It’s not a thing to take lightly – starting out with a machine learning project can be a daunting process for executives who want to take advantage of this IT trend but may lack the in-house knowledge to really understand the ins and outs of what makes machine learning projects tick.
Here we’ll talk about some of the basic misconceptions that are having an impact on how companies develop machine learning technologies in a quickly changing marketplace. (Data science is another field businesses are implementing, but how is it different from ML? Find out in Data Science or Machine Learning? Here's How to Spot the Difference.)
Myth #1: More Data is Always Better
This is really one of the biggest myths of machine learning. People think that more data means more ability to hone in on actionable insights. In some cases, they’re right, but more often, the reverse can be true.
More data is only better if it’s relevant data that adds to the whole picture. The data has to fit the machine learning model, or the program can suffer from something called “overfitting” where machine learning results fail to appear in the ways that they should.
“The cause of poor performance in machine learning is either overfitting or underfitting the data,” writes Jason Brownlee in Machine Learning Mastery.
In statistics, a fit refers to how well you approximate a target function. This is good terminology to use in machine learning, because supervised machine learning algorithms seek to approximate the unknown underlying mapping function for the output variables given the input variables. Statistics often describe the goodness of fit which refers to measures used to estimate how well the approximation of the function matches the target function.
Simply put, extraneous data can cause serious problems. Before setting a machine learning project to work, executives and other stakeholders need to brainstorm and figure out what the specific types of data are that will provide the right basis for moving forward.
Myth #2: The Data that We Have is Good Enough
Again, machine learning processes work on very precise data models. The data isn’t good enough unless it’s clearly targeted, and culled or evaluated to account for things like bias and variance.
One thing you hear a lot about in the machine learning world is uncontrolled bias. Machine learning takes our human biases and amplifies them by churning the data that the program gets into potentially extreme results.
That means the data has to be extra targeted to make up for this tendency.
Myth #3: It’s Too Early for Us!
Some companies worry that it’s too early for them to be wading into machine learning. But if you talk to a lot of innovators and entrepreneurs, they’ll say that this is exactly the time to get in on the ground floor.
Wherever that IT trend is, you want to be ahead of the curve. In the vanguard is the best position. Waiting to get everything perfect could cost a business in the long run. (To learn about more reasons why businesses haven’t implemented ML yet, see 4 Roadblocks That Are Stalling Adoption of Machine Learning.)
Myth #4: Machine Learning Is Always the Same
There is definitely a wide spectrum of machine learning programs.
Some of them essentially run off of a single algorithm – they’re mathematically legible and transparent. Engineers can see how the data going in correlates to what’s coming out of the system.

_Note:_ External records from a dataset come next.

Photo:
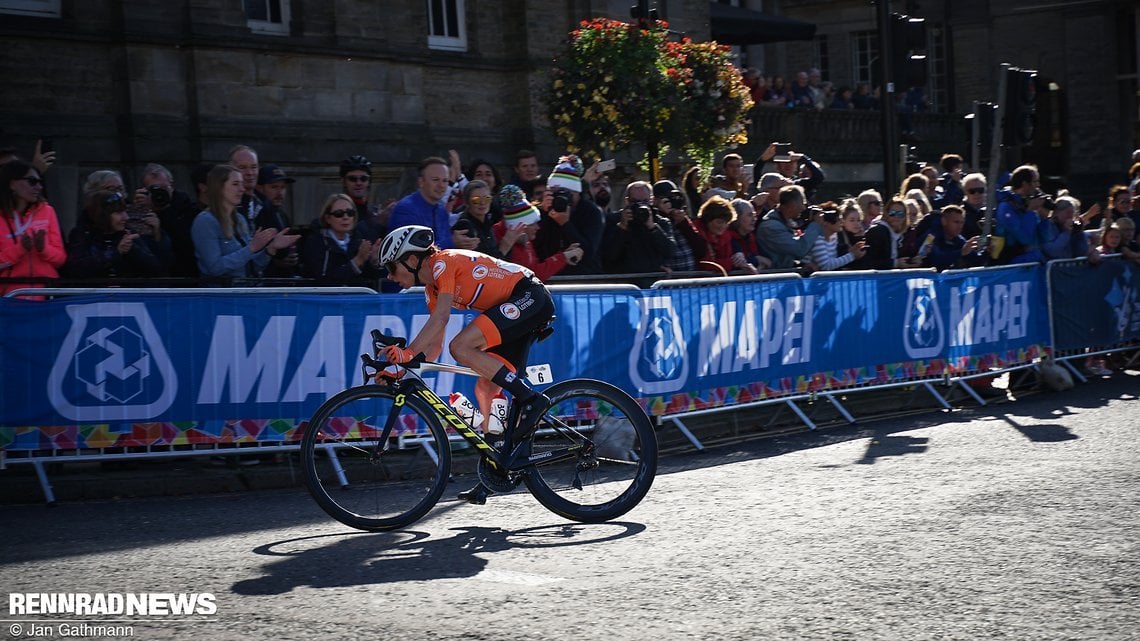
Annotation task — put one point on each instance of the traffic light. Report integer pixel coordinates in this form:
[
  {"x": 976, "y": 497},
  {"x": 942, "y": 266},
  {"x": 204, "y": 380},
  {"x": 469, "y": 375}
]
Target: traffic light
[
  {"x": 984, "y": 115},
  {"x": 909, "y": 49},
  {"x": 1020, "y": 107}
]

Other machine learning processes are much more elaborate and harder to understand. Neural networks composed of artificial neurons can essentially become a “black box” where even the best engineers have a hard time tracking data through the system or explaining how the algorithms work.
“The most capable technologies – namely, deep neural networks – are notoriously opaque, offering few clues as to how they arrive at their conclusions,” writes Ariel Bleicher at Scientific American, going over aspects of this essential conundrum.
Tools like echo state networks take this black box idea and run with it. That makes it all the more difficult to really fully ascertain how these systems work.
Myth #5: Machine Learning Only Works with Carefully Curated Data
While the above point about precision data is still true, two different types of machine learning work on a fundamentally different basis.
One type of machine learning called supervised machine learning deals with labeled data – the training data already has labels to describe its properties and categories.
Another kind of machine learning is called unsupervised machine learning. It deals with unlabeled data.
Unsupervised machine learning takes raw data, and the machine essentially analyzes it for characteristics and groups it into categories on its own. There’s a lot of potential in both types of machine learning, but it’s easier to set up a program with labeled data for supervised machine learning. Unsupervised machine learning is kind of uncharted waters for many companies.
These are some of the considerations that you may have, and misconceptions about machine learning that can cause problems in enterprise adoption. Hopefully this has helped clear up some confusion about machine learning projects.